Today the mines remain the reason for the city's existence and like its streets and buildings, which in appearance and condition still reside in the eighteenth century, preserve its history. Using techniques unchanged from the mid sixteenth century when silver was discovered there, the men remove ore that contains mainly zinc and magnesium and some traces of low grade silver which remain in the hill like memories of the tons of it once there. A number of tour agencies, both reputable and not so, run trips to the mines for tourists eager to taste the past. That is how we found ourselves deep in the earth, sweaty and dusty, watching a man hollowing a space in the rock for dynamite.
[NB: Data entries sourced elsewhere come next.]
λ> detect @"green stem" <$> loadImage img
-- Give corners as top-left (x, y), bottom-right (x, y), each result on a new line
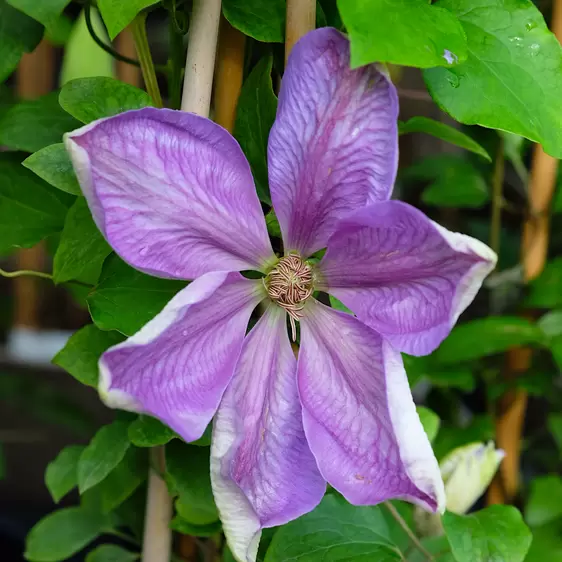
top-left (0, 269), bottom-right (53, 281)
top-left (84, 3), bottom-right (140, 66)
top-left (383, 502), bottom-right (435, 562)
top-left (490, 136), bottom-right (505, 254)
top-left (0, 268), bottom-right (93, 289)
top-left (168, 14), bottom-right (185, 109)
top-left (131, 12), bottom-right (163, 107)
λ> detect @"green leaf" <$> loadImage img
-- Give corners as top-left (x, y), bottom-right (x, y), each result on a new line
top-left (442, 505), bottom-right (532, 562)
top-left (317, 0), bottom-right (343, 30)
top-left (537, 309), bottom-right (562, 338)
top-left (524, 522), bottom-right (562, 562)
top-left (8, 0), bottom-right (70, 27)
top-left (85, 544), bottom-right (140, 562)
top-left (83, 447), bottom-right (148, 513)
top-left (45, 445), bottom-right (85, 503)
top-left (407, 532), bottom-right (455, 562)
top-left (265, 209), bottom-right (281, 238)
top-left (0, 92), bottom-right (80, 152)
top-left (45, 13), bottom-right (72, 47)
top-left (222, 0), bottom-right (285, 43)
top-left (338, 0), bottom-right (467, 68)
top-left (129, 415), bottom-right (177, 447)
top-left (433, 316), bottom-right (546, 364)
top-left (416, 406), bottom-right (441, 443)
top-left (166, 440), bottom-right (219, 525)
top-left (404, 154), bottom-right (490, 208)
top-left (98, 0), bottom-right (159, 40)
top-left (330, 295), bottom-right (353, 314)
top-left (22, 143), bottom-right (82, 195)
top-left (265, 494), bottom-right (403, 562)
top-left (234, 56), bottom-right (277, 205)
top-left (170, 515), bottom-right (222, 537)
top-left (525, 257), bottom-right (562, 308)
top-left (0, 0), bottom-right (43, 82)
top-left (0, 152), bottom-right (71, 254)
top-left (424, 0), bottom-right (562, 158)
top-left (53, 324), bottom-right (124, 388)
top-left (88, 255), bottom-right (185, 336)
top-left (78, 420), bottom-right (131, 494)
top-left (24, 507), bottom-right (111, 562)
top-left (398, 117), bottom-right (486, 162)
top-left (525, 476), bottom-right (562, 527)
top-left (53, 197), bottom-right (111, 283)
top-left (60, 8), bottom-right (115, 86)
top-left (59, 76), bottom-right (152, 123)
top-left (402, 354), bottom-right (476, 392)
top-left (548, 414), bottom-right (562, 452)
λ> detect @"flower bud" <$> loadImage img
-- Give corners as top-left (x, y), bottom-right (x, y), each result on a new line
top-left (414, 441), bottom-right (505, 536)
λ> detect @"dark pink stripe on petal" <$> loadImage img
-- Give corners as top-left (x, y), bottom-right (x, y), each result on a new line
top-left (297, 302), bottom-right (444, 510)
top-left (100, 272), bottom-right (263, 441)
top-left (319, 201), bottom-right (496, 355)
top-left (211, 305), bottom-right (326, 562)
top-left (268, 28), bottom-right (398, 255)
top-left (65, 108), bottom-right (273, 279)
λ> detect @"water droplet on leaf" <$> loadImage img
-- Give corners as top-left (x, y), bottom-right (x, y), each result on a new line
top-left (447, 72), bottom-right (460, 88)
top-left (443, 49), bottom-right (459, 64)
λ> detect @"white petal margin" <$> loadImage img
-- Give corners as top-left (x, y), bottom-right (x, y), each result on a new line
top-left (382, 341), bottom-right (446, 513)
top-left (99, 272), bottom-right (264, 442)
top-left (297, 301), bottom-right (445, 511)
top-left (431, 221), bottom-right (498, 328)
top-left (211, 304), bottom-right (326, 562)
top-left (64, 107), bottom-right (274, 279)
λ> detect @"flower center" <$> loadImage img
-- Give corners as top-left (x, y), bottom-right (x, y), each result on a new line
top-left (264, 254), bottom-right (314, 340)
The air in the mines combines heat, dust and pungent mineral odours to give the first indication of the trying, physical nature of life underground. Present in every breath, this initial discomfort recedes to the periphery as you become aware of the jarring physical nature of the miner's work. It is all done by hand and at a furious pace. The earth is blown free, shovelled into large rubber baskets that are raised to the level above through small shafts and couriered between these points in carts. When full, the carts weigh two tons and are heaved along the tracks, four men (although I use the term loosely as many of the 'men' did not look much older than fifteen) per cart. Cheeks bulging with coca leaves, which they chew as an appetite suppressant and to aid with the altitude, they egg each other on; willing the rock to the surface.

 

Stopping at an underground museum installed by the tour company we learnt something of Potosi 's past; a dichotomy of unimaginable wealth and extreme suffering. The cost of removing 62 000 tons of pure silver was the death of eight million African and indigenous Quechua slaves. So appalling were the conditions in the mines that the men are said to have survived just six months before succumbing to accidents, lung disease or mercury poisoning. At present the conditions in the mines are largely unchanged. Safety precautions beyond a hard hat are non existent and silicosis pneumonia caused by inhaling the dust ensures that many of the miners do not live beyond 40 years of age.

 

While physically demanding the tour also challenged us in an unexpected way: the miners seemed happy. From our point of view their lot in life is an appalling one. Exhausting physical labour for twelve hours a day where they do not even stop to eat; safety and working conditions that cause us Westerners to go faint and a weekly wage of one thousand Bolivianos (roughly seventy pounds). Yet what seemed to us as an unpalatable daily existence appeared to the miners as mere inconvenience. Joking, laughing, questioning - their lives, underground at least, are characterised by humour and camaraderie. On our way back to the surface, our guide, who had worked in the mines and still has family working there, mentioned that there were times when he missed his former trade. He talked of the simplicity of life underground; how it lacks the temptation of the surface world, whose struggles and anxieties do not allow for something as simple as happiness. As we left the miner on the final level to his work I felt I had some understanding of this. Surface worries dissolve in the sheer physicality of the work. All that remains is rock, shadow and the clink, clink, clink of a job to do in the heart of the earth.